I see 2 types of patients in my orthopedic practice: people that are inactive and “rust out” and people that are active and “wear out.” Rust out issues are much more difficult to treat. Our joints are like a barn door, if it is rarely opened, it will rust shut; articular cartilage must be lubricated. Motion produces a cascade sequence that lubricates the joint. If joints aren’t lubricated arthritis will set in and permanently limit future motion. No motion by choice leads to no-motion by a bad choice.
Let’s look at the knee. The biggest culprit for premature aging is too much sitting. When the knee bends to 90 degrees of flexion, the contact pressure between the cartilage on the kneecap and the cartilage on the femur increases to 2-3 times your body weight. Cartilage is initially like fresh coconut: thick, rubbery and smooth. When deterioration occurs the cartilage becomes soft like a wet sponge, starts to fragment and eventually is worn down like treads on a bald car tire.
Preventative treatment aimed at delaying this aging process includes extending your knee while sitting, adjusting the height of your chair to determine the most comfortable amount of flexion for your knee, and taking multiple breaks from the sitting position.

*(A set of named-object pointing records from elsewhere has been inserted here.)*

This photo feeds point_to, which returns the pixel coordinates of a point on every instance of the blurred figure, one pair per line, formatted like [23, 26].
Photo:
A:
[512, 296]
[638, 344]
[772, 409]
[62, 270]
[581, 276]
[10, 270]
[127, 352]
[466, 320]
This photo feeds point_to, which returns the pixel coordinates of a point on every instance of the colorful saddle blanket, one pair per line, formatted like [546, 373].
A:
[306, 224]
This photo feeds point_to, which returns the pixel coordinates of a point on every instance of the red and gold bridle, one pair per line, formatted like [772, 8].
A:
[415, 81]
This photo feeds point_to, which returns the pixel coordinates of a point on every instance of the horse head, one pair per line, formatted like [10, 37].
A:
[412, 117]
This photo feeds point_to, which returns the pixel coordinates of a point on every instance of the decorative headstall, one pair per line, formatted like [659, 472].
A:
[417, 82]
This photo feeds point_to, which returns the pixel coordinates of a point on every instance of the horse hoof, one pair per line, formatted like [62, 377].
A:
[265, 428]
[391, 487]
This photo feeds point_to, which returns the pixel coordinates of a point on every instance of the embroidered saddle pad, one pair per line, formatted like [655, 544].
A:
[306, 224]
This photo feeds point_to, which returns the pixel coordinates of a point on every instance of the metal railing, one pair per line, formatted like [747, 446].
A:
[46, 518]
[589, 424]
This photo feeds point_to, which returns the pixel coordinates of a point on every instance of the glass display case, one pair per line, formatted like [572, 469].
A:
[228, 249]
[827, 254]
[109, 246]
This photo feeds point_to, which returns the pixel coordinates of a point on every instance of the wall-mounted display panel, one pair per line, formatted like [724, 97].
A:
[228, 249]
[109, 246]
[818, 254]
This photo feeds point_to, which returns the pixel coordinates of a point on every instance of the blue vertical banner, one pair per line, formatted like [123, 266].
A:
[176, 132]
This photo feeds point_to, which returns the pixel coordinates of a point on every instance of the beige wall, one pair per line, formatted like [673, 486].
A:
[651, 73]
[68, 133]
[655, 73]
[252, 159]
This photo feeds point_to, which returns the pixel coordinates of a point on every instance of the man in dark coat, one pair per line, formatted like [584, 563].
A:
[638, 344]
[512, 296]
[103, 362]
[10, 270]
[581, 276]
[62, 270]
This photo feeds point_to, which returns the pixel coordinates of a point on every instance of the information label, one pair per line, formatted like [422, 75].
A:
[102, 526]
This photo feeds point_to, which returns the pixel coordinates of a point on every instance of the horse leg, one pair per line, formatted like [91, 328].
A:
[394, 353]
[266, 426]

By far, the best exercise for the knee is a stationary, road or mountain bike. This exercise puts less weight across the joint surfaces and the repetitive cycling motion lubricates the cartilage. I recommend for people with sedentary jobs to ride at 20 minutes on the bike per day. The spinning motion that occurs with pedaling is the equivalent of squirting a can of oil in your joints. The process lubricates and nourishes the cartilage that you already have and stimulates the repair of cartilage that has been previously damaged.
Riding 20 minutes per day will lead to knees that feel 20 years younger. Prevent the rust and delay the wear, now that’s a great ride!